223. Given the serious nature of the offences while solemn proceedings were appropriate, from an outcome focused perspective, with the exception of four cases, the sentences of detention could have been competently imposed in the sheriff summary court.

Public Policy Considerations

224. As discussed, for public policy reasons, there is a presumption of prosecution in the sheriff solemn court for some offences. The presumption can be rebutted if there are mitigating and extenuating circumstances.

225. For offences of possession of a knife in certain locations or circumstances, including a railway or bus station and city centres, there is a mandatory policy requiring proceedings to be commenced in the sheriff solemn court.

226. Such policies apply to young people aged between 16 and 18 and adults equally.

227. Twenty of the 76 (26%) offenders were placed on petition for such offences: five for an offence of being in possession of a knife, five for wilful fire-raising and 10 for theft by housebreaking.

228. Of the five placed on petition for possession of a knife, all were aged 16 and had no criminal convictions, although three had outstanding cases. Four pled guilty to the offence and one pled guilty to a breach of the peace including brandishing knives and a breach of bail. In addition, a 17 year old offender, with a number of criminal convictions and outstanding cases, who had been placed on petition for assault to severe injury, a breach of the peace and an offence of possession of a knife, pled guilty to a breach of the peace and possession of a knife.
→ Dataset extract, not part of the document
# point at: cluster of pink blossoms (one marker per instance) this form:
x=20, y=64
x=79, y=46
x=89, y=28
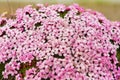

Five, including the 17 year old offender, were sentenced to a CPO with varying periods of supervision and requirement for unpaid work. One, who had 26 outstanding cases, was sentenced to 10 months detention in a YOI.

229. For four offenders the possession of a knife in a railway station or city centre fell within the category of offence that requires to be prosecuted.

230. Of the five placed on petition for wilful fire-raising, two were 15, one was 16 and two were 17. Four cases were discontinued due to insufficient evidence. One pled guilty and a CPO was imposed.

231. Of the 10 prosecuted for theft by housebreaking, there was a conviction in eight, one was discontinued and there is an outstanding warrant for the arrest of the remaining offender. Five offenders were detained in a YOI, ranging from nine to 16 months, and three were made subject to a CPO.

232. As the cases pre-dated the prosecution policy review, we examined 83 cases reported to COPFS in April 2018 to ascertain if a more outcome focused approach was being taken to more serious offences.

233. Of the 83 cases only four offenders were placed on petition. Three had no criminal convictions or outstanding cases. For three offenders there was a presumption of prosecution in the sheriff solemn court due to the nature of the offences: two were offences of wilful fire-raising and one was theft by housebreaking. The remaining case concerned an assault aggravated by serious injury and permanent disfigurement. Applying public policy considerations and taking account of the serious nature of the assault, solemn proceedings were in accordance with COPFS guidance. It remains to be seen whether, following any conviction, the offenders receive a sentence that could only be imposed in solemn proceedings.

234. In some cases, there is a tension between policies aimed at public protection and delivering justice for the community and treating those under 18 as children. As highlighted in Chapter 2, the cut off age of 16 for the two offenders, separated by a few days or weeks, reported for possession of a knife at a railway station, led to very different outcomes.[118]

235. Applying a whole systems approach to those under 18, placing more weight on the age of the offender in any assessment of whether there are exceptional circumstances to rebut such policies, may go some way to reconcile the interests of the offender with those of the wider community.